Sept. 5 (Bloomberg) -- Malaysia’s ringgit posted its biggest weekly decline in more than a month on speculation an improving U.S. economy will prompt the Federal Reserve to bring forward its timetable for raising borrowing costs.
Growth in U.S. manufacturing and services industries topped economists’ estimates in August, data showed this week before today’s jobs figures. Higher interest rates in the world’s largest economy may push up Treasury yields and reduce the allure of emerging-market assets. A report today showed Malaysia’s trade surplus narrowed in July.
“The strengthening U.S. economy is creating expectations that U.S. rates will rise sooner rather than later,” said Jonathan Cavenagh, a Singapore-based currency strategist at Westpac Banking Corp. ‘The ringgit is sensitive to higher U.S. yields.’’
The ringgit fell 0.1 percent today and 1 percent for the week to 3.1825 per dollar in Kuala Lumpur, according to data compiled by Bloomberg. One-month implied volatility, a measure of expected moves in the exchange rate used to price options, rose 59 basis points from Aug. 29 and 11 basis points today to 6.20 percent.
The nation’s trade surplus narrowed to 3.64 billion ringgit ($1.14 billion) in July, the smallest gap in 12 months, the government reported today. Export growth of 0.6 percent from a year earlier missed estimates, while imports unexpectedly contracted 0.7 percent.
The Bloomberg Dollar Spot Index climbed to a 13-month high after the European Central Bank’s surprise cut in its benchmark interest rates yesterday. The ringgit weakened as the stimulus measures boosted sentiment in the greenback, Cavenagh said.
Fed Chair Janet Yellen told central bankers in Jackson Hole, Wyoming, last month that U.S. policy makers may raise interest rates sooner than investors anticipate amid labor-market gains.

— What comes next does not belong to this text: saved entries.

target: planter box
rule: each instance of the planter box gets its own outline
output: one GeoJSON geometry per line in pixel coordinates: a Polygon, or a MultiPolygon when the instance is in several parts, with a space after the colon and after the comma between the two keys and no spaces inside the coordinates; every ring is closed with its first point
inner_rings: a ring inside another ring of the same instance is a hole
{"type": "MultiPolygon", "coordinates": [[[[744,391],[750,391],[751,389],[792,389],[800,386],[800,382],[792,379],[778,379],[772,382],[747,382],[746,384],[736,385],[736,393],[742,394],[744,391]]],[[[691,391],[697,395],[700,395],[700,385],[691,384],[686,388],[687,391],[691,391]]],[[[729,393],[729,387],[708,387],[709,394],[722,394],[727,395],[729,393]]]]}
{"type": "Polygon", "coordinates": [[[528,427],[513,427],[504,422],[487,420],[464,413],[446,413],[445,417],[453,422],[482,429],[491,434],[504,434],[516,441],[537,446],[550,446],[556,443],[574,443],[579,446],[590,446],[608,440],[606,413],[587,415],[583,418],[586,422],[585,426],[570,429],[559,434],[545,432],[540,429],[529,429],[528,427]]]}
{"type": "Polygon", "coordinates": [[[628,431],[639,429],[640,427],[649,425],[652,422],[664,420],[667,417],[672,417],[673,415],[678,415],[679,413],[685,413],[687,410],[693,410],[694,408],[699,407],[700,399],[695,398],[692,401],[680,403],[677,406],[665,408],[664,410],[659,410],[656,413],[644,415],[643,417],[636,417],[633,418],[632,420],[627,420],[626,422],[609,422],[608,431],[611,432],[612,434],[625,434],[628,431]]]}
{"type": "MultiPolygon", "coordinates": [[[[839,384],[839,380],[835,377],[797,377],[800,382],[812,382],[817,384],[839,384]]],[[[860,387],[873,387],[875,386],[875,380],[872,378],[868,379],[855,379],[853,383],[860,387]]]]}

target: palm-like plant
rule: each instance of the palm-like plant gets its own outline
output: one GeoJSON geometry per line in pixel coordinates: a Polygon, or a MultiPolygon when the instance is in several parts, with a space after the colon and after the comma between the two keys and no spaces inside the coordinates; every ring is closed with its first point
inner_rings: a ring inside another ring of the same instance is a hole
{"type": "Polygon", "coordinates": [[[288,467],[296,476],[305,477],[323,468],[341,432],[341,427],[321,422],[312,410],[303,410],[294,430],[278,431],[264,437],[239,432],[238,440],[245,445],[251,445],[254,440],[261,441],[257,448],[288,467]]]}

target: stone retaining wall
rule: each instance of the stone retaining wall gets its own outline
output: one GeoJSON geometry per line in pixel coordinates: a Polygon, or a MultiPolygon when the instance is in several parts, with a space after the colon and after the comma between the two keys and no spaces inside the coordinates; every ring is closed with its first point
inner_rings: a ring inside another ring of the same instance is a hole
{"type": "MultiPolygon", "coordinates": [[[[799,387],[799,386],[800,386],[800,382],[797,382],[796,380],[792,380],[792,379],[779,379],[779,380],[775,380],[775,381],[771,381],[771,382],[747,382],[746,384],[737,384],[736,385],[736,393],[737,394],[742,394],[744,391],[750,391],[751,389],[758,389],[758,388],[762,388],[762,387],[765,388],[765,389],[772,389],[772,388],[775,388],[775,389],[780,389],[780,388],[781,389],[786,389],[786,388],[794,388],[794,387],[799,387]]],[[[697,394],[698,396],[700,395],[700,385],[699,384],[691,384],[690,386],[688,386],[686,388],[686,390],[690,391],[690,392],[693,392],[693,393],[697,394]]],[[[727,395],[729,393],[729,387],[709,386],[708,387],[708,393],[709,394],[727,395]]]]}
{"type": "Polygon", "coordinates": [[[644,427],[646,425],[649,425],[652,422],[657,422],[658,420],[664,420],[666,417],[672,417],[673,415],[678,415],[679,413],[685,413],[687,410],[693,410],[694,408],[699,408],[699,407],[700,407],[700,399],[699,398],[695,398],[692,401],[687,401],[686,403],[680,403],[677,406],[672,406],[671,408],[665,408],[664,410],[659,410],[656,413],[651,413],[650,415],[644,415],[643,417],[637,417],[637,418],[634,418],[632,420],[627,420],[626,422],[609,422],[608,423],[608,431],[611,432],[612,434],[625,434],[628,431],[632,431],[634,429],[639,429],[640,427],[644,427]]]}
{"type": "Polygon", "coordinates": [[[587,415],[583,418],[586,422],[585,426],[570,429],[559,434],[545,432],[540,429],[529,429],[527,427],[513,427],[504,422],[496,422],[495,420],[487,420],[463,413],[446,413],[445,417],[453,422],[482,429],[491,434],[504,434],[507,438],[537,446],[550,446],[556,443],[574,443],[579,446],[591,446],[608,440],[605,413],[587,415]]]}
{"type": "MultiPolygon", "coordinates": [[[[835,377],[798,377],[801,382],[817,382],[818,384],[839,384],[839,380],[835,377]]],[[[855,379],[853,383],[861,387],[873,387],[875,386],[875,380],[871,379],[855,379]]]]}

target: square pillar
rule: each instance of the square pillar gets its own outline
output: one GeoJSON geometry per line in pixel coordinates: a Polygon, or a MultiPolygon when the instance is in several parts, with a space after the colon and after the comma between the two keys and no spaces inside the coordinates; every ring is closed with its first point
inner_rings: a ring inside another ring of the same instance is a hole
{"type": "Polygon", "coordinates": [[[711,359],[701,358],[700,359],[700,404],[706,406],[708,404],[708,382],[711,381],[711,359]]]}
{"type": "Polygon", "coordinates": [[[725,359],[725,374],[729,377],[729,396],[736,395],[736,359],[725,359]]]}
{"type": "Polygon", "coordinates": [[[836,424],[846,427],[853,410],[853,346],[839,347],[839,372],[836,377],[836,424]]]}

U.S. employers probably created 230,000 new jobs last month after taking on 209,000 workers in July, according to a Bloomberg survey.
Malaysian government bonds fell this week, with the yield on the 3.654 percent sovereign notes due October 2019 climbing five basis points, or 0.05 percentage point, to 3.74 percent, data compiled by Bloomberg show. The yield advanced two basis points today.